Basta comparar com a situação de se estar a concluir o Museu da Ajuda inacabado (iniciado em 1795) numa obra que custou quase 30 milhões de euros aos cofres da câmara de Lisboa e Associação de Turismo de Lisboa – sem quase se falar no caso e na ausência de celeuma. Mas lá está, Ajuda não é Belém e Belém é chão sagrado.

Acontece que na dita Praça do Império existe um jardim onde em 1961 o regime de Salazar resolveu fazer um trabalho de flores representando as armas e os brasões dos distritos de Portugal continental e insular, das províncias ultramarinas e ainda as cruzes de Avis e de Cristo.

Foi sendo abastardado e negligenciado até que em 2015 começa a ganhar corpo na cabeça de José Sá Fernandes, a ideia de acabar com o Jardim do Império e os seus brasões. O processo foi lento e encontrou sempre o voto contra da oposição na Câmara e na Assembleia Municipal de Lisboa. 

A questão é se devemos manter/refazer um jardim que tem os brasões de cidades que eram portuguesas num contexto colonial. E a questão sejamos francos, é pertinente. Não podemos nem devemos fazer de conta que as coisas não são o que são. 

E como são? Há os extremistas de esquerda, como José Sá Fernandes, que se pudessem, apagavam toda a nossa história, convenientemente revista à luz das boas práticas do século XXI (porque subjugou povos e foi esclavagista). E recorde-se que mesmo Fernando Medina, depois de ter prometido o museu das descobertas aquando das eleições autárquicas de 2017, recuou, com medo da turba do politicamente correto.

Do outro lado, há os extremistas de direita que se pudessem faziam o jardim com os brasões em Belém, e de caminho faziam um museu em Santa Comba Dão e dizem que «antes é que era bom» referindo-se a um país pobre e atrasado que era o nosso. 

Ora, não me revejo em extremos, defendo uma solução respeitadora da História de Portugal que devemos conhecer e divulgar. Proponho que se refaça o jardim com os brasões e que ao mesmo tempo se faça o museu das descobertas.
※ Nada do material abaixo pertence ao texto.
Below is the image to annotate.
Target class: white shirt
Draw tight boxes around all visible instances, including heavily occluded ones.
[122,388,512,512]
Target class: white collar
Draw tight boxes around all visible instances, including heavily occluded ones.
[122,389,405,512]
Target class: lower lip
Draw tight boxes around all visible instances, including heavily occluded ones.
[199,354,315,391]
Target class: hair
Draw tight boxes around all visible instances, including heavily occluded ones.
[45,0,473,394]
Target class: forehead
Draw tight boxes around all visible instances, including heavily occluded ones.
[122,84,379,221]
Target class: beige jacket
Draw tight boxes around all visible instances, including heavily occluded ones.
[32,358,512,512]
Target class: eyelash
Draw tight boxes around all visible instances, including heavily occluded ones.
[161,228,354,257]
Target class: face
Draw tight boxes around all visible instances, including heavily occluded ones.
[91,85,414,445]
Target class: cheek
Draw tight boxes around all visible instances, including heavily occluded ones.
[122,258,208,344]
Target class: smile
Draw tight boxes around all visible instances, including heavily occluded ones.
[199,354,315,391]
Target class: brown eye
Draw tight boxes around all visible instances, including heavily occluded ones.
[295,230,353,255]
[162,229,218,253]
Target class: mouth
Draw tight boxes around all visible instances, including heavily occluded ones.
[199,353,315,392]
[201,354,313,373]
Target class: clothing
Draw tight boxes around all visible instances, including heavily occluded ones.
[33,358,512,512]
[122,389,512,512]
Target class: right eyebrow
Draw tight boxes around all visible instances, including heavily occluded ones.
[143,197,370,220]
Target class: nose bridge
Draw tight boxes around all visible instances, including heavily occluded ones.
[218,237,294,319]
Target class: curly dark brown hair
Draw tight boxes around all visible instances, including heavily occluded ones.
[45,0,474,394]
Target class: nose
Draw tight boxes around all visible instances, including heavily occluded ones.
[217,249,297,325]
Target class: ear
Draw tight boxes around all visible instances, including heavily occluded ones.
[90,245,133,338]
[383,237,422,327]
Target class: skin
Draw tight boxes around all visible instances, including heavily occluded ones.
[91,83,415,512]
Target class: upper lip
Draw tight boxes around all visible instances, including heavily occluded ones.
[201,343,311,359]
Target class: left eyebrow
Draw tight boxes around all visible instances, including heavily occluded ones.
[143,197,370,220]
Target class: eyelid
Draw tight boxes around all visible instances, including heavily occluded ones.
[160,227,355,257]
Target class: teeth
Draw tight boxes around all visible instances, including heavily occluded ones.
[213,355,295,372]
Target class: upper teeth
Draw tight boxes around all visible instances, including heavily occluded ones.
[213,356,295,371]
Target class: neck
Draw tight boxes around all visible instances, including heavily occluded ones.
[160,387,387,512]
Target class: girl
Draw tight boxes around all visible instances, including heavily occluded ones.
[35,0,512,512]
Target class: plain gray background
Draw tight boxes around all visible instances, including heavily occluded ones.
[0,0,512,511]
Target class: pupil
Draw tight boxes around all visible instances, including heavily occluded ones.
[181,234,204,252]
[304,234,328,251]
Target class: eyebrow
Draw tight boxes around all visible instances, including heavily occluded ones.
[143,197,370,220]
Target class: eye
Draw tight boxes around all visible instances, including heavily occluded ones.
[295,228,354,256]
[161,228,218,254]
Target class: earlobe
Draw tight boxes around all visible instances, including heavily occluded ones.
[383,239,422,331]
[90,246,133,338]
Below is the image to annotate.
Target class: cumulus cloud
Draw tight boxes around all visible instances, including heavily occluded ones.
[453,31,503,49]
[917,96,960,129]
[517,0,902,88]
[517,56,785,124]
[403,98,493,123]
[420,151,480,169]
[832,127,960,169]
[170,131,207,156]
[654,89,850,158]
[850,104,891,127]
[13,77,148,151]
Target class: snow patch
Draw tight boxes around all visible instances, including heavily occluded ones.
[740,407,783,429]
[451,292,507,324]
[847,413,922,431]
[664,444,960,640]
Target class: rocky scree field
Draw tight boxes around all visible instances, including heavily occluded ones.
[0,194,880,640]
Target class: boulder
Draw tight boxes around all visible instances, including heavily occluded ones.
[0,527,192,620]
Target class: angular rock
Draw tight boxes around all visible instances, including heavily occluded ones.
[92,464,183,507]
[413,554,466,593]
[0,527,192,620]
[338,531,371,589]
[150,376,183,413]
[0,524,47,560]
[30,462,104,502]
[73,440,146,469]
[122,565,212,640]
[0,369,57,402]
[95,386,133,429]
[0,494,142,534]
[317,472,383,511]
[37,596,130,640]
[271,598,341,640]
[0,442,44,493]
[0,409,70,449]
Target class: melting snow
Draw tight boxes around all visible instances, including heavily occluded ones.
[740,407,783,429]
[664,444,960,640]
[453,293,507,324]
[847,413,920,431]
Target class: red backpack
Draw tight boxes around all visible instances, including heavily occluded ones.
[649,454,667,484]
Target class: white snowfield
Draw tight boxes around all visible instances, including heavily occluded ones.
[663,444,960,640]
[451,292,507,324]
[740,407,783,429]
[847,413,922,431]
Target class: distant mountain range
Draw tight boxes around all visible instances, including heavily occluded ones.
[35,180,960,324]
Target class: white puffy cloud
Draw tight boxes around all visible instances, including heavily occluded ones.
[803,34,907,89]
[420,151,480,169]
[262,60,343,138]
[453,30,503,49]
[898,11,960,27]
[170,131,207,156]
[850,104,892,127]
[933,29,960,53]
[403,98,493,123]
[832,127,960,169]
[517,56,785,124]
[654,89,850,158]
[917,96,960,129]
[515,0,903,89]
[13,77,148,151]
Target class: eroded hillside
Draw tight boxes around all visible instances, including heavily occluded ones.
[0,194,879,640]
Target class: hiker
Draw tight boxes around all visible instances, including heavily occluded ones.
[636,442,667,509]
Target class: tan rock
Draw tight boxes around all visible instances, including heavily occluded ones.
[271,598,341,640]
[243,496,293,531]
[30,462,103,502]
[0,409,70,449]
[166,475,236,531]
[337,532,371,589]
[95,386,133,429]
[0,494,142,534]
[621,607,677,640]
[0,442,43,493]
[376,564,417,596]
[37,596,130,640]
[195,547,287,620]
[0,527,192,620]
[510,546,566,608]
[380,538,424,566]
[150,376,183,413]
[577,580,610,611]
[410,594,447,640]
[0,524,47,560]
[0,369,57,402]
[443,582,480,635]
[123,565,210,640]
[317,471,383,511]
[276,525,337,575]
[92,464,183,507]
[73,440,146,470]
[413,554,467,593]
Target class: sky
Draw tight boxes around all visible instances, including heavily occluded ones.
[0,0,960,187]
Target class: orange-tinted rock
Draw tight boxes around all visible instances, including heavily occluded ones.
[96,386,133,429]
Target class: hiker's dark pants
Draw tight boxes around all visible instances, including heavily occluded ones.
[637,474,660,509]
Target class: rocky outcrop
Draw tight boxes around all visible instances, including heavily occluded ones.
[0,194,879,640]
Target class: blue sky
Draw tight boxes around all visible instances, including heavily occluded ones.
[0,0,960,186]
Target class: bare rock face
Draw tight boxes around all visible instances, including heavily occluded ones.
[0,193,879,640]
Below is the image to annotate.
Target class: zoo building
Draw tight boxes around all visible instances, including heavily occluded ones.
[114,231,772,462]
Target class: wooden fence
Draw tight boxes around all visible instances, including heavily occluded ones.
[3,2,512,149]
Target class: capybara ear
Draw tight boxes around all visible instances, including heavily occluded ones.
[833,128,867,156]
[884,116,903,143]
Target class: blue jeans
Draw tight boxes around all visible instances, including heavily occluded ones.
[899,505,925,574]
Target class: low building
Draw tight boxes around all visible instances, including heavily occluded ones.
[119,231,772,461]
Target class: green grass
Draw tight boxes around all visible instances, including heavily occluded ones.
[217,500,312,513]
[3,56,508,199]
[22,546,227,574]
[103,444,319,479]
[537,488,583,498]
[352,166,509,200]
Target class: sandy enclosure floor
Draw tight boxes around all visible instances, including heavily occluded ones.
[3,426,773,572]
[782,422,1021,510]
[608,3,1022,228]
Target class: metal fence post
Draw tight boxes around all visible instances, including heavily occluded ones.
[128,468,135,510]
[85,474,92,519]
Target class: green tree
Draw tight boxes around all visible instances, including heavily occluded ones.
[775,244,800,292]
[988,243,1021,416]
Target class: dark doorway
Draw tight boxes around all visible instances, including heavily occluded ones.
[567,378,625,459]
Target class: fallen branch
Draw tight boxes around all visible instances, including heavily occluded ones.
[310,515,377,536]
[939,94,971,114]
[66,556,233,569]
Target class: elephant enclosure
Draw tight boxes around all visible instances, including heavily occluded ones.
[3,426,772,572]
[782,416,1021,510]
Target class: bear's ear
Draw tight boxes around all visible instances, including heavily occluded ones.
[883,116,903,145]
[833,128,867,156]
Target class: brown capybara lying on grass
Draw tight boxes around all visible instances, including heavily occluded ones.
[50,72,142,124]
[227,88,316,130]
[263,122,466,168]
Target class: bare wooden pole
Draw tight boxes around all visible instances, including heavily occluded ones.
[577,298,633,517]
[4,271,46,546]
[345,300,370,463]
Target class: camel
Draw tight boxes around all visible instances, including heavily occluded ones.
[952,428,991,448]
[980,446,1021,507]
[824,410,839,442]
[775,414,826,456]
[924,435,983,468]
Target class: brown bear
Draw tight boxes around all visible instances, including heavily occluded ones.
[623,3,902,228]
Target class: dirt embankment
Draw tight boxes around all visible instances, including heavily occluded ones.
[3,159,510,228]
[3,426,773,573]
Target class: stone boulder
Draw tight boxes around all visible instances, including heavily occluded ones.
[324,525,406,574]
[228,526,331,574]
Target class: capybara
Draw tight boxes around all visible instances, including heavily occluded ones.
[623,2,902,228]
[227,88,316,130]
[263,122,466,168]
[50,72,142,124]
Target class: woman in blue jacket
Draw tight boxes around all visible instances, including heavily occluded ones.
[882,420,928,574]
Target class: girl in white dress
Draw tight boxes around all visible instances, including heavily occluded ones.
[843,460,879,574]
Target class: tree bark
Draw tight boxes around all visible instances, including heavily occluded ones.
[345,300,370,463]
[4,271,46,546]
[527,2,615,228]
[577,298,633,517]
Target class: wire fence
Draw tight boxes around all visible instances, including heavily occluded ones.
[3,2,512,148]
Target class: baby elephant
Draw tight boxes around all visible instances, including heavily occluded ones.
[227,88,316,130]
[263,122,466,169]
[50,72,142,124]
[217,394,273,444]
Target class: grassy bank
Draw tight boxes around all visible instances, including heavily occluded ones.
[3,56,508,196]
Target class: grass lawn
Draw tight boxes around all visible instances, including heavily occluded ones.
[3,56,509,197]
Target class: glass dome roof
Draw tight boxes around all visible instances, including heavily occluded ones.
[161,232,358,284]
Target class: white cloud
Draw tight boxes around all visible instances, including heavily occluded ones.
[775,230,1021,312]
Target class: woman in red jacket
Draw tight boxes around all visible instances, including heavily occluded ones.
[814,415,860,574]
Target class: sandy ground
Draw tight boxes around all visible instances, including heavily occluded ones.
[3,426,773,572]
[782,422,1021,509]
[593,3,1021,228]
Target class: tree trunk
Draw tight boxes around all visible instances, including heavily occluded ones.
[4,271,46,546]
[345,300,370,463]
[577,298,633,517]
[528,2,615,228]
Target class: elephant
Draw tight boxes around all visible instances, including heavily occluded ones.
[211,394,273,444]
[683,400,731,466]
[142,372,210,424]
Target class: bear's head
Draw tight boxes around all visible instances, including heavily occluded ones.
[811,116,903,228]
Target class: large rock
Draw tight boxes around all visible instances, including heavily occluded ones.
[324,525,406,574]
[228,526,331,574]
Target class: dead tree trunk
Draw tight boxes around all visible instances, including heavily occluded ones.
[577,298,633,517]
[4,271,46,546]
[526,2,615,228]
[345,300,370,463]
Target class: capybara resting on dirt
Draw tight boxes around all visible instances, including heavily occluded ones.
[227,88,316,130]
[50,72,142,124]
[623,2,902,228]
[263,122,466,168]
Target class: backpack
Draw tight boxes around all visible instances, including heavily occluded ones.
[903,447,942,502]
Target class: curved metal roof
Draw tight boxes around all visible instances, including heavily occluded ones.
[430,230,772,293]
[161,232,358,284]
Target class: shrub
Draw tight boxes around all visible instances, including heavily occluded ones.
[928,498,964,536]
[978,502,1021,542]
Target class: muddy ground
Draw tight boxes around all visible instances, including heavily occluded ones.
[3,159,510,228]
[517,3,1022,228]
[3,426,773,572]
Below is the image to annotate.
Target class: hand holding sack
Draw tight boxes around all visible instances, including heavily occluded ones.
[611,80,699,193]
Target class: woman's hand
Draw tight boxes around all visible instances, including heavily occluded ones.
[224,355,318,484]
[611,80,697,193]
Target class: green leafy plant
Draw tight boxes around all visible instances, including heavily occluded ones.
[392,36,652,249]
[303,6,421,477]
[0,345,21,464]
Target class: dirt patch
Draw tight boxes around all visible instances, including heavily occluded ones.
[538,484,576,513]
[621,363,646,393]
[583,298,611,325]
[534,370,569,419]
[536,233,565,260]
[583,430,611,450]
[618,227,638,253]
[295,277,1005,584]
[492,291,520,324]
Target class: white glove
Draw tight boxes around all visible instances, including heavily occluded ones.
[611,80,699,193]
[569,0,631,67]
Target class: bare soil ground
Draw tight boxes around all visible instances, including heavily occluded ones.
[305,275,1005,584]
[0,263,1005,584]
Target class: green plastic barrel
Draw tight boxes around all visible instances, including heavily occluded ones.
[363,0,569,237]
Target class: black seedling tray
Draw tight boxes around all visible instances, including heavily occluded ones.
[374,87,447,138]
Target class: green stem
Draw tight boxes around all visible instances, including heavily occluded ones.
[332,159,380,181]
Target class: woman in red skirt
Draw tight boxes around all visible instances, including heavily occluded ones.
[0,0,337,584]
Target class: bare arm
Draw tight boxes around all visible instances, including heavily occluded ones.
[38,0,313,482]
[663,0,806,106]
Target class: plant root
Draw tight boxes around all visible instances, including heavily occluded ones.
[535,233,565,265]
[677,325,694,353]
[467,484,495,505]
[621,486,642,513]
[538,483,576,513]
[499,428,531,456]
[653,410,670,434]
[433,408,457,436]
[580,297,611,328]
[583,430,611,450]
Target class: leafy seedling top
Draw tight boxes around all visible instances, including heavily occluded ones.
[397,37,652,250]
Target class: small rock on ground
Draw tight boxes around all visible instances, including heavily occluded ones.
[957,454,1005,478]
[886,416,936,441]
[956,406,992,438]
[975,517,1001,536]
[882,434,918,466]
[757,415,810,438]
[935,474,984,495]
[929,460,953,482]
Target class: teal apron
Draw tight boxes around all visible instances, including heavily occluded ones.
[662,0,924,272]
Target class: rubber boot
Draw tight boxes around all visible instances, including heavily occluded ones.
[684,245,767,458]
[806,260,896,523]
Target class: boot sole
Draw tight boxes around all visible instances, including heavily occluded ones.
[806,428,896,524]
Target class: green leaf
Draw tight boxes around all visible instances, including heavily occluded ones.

Um museu realista que conte a história dos descobrimentos com o seu cortejo de horrores e que nos interpele como nação e povo. 

Convinha que Fernando Medina ganhasse alguma clarividência: se acabou de meter dezenas de milhão de euros para terminar o Palácio da Ajuda para instalar as joias da coroa (sem nenhum clamor, repito), também nos podia tentar convencer a todos que não é por puro preconceito ideológico que não se podam uns arbustos e se faz o prometido museu das Descobertas.

Com verdade e equilíbrio. Sem ceder a extremistas, sejam de direita ou de esquerda.